Department of Orthopaedic Surgery, Graduate School of Medicine, Osaka University, Suita, Japan.
Health and Counseling Center, Osaka University, Toyonaka, Japan.
J Bone Joint Surg Am. 2019 Apr 17;101(8):710-721. doi: 10.2106/JBJS.18.00765.
Medical image processing has facilitated simulation of 3-dimensional (3-D) corrective osteotomy, and 3-D rapid prototyping technology has further enabled the manufacturing of patient-matched surgical guides and implants (patient-matched instruments, or PMIs). However, 3-D corrective osteotomy using these technologies has not been the standard procedure. We aimed to prospectively verify the efficacy and safety of PMIs in corrective osteotomy for deformities of the upper extremity.
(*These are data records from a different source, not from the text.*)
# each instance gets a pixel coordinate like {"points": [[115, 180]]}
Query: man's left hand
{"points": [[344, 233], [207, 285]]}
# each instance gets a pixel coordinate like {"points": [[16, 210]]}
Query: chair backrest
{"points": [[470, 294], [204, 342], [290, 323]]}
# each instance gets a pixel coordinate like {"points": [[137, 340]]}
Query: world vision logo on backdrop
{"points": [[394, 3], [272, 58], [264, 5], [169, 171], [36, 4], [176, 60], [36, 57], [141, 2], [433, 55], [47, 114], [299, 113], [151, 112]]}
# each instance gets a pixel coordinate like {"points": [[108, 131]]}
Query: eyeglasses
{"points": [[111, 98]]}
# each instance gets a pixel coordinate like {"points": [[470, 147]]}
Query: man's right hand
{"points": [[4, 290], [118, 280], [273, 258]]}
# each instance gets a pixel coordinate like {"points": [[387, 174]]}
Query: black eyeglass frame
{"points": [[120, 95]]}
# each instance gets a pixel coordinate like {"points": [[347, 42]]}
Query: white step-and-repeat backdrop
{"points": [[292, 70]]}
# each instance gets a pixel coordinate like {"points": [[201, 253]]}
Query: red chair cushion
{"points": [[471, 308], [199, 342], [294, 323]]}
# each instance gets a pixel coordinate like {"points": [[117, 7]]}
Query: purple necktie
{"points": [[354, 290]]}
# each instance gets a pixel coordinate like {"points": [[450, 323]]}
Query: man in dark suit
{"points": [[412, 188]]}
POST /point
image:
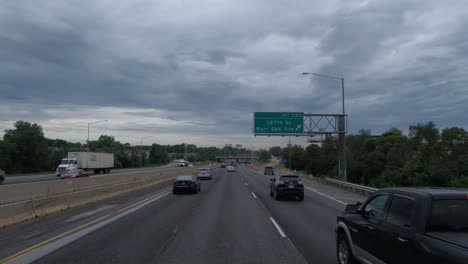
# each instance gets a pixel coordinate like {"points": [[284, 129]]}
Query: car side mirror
{"points": [[351, 209]]}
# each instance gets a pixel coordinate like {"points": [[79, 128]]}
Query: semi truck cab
{"points": [[66, 164]]}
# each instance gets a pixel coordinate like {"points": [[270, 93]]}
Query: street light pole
{"points": [[141, 150], [89, 123], [342, 136], [289, 153]]}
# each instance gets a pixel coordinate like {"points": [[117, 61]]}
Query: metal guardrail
{"points": [[352, 186]]}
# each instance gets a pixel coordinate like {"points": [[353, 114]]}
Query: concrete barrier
{"points": [[19, 202]]}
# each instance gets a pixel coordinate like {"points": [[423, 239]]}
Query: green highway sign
{"points": [[278, 122]]}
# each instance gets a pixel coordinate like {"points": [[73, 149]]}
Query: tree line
{"points": [[427, 156], [25, 149]]}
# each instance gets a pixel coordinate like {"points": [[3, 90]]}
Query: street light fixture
{"points": [[342, 136], [89, 123]]}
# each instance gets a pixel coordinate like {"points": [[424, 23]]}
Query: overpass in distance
{"points": [[233, 217], [242, 158]]}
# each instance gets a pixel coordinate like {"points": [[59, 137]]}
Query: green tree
{"points": [[27, 147], [313, 160]]}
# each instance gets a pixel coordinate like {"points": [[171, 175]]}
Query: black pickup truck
{"points": [[405, 225], [268, 170]]}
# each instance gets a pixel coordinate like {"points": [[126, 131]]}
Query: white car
{"points": [[204, 173]]}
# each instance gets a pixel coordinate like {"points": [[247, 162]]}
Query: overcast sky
{"points": [[195, 71]]}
We enrolled 16 patients with a total of 17 bone deformities in the upper extremity. Eight patients had distal radial malunion; 5, distal humeral malunion; and 3, forearm diaphyseal malunion. All cases underwent 3-D corrective osteotomy with PMIs. The primary end point was the residual maximum deformity angle (MDA), which was calculated from 2 deformity angles-1 on the anteroposterior and 1 on the lateral postoperative radiograph. Secondary end points included the deformity angle on radiographs, 3-D error between the preoperative planning model and the postoperative result, range of motion, grip strength, pain measured with a visual analog scale (VAS), patient satisfaction, and Disabilities of the Arm, Shoulder and Hand (DASH) score.
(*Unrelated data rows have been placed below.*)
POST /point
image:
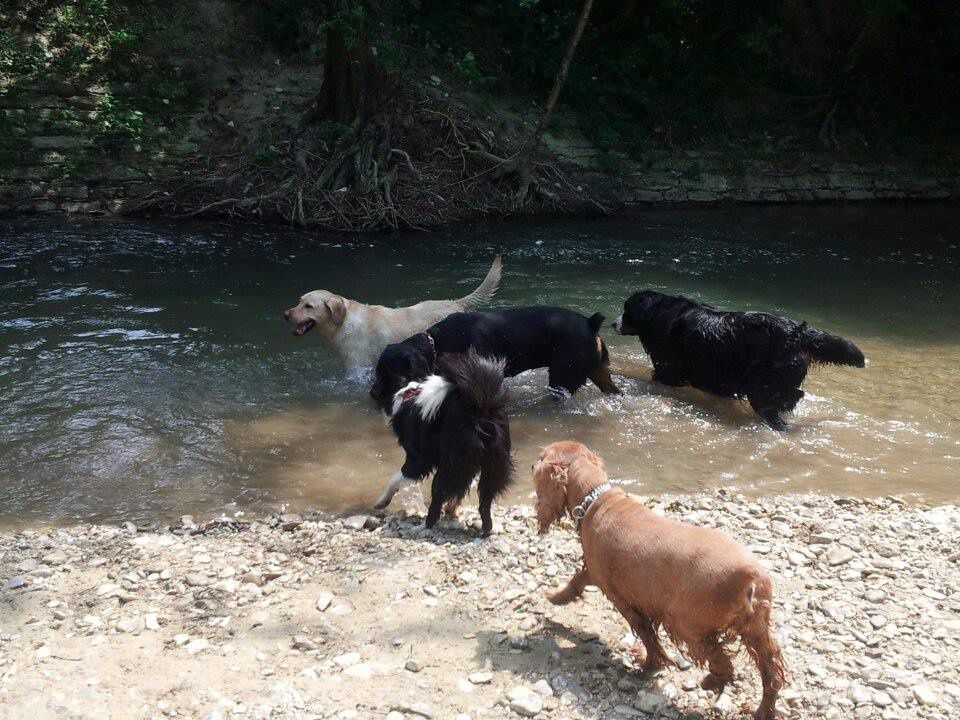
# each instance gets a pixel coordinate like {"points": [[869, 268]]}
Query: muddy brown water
{"points": [[145, 372]]}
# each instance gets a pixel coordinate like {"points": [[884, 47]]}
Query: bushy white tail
{"points": [[486, 289]]}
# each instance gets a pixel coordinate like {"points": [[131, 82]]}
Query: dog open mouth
{"points": [[304, 327]]}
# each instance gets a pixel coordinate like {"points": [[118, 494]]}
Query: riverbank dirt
{"points": [[375, 617]]}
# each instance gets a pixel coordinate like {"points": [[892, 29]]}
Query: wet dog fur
{"points": [[704, 588], [454, 424], [755, 355], [561, 340], [359, 332]]}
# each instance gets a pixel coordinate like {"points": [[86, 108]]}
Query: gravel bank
{"points": [[371, 617]]}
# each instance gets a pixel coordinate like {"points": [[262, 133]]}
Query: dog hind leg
{"points": [[766, 654], [721, 667], [451, 507], [393, 486], [768, 410], [573, 590], [646, 631], [601, 378]]}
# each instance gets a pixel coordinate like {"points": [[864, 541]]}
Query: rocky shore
{"points": [[375, 617]]}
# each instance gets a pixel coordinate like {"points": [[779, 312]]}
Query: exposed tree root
{"points": [[416, 164]]}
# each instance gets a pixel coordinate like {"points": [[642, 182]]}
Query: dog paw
{"points": [[714, 682]]}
The average MDA significantly improved from 25.5° preoperatively to 3.3° at the final follow-up (p < 0.001). The angular deformity was within 5° in all cases, except for 1 with distal radial malunion who had a higher angle on the anteroposterior radiograph. The error between the correction seen on the postoperative 3-D bone model and the planned correction was <1° and <1 mm. Flexion and extension of the wrist and pronation of the forearm of the patients treated for distal radial malunion improved significantly, and pronation improved for those treated for forearm diaphyseal malunion. The average VAS score, grip strength, and DASH score significantly improved as well. Of the 16 patients, 15 were very satisfied or satisfied with the outcomes.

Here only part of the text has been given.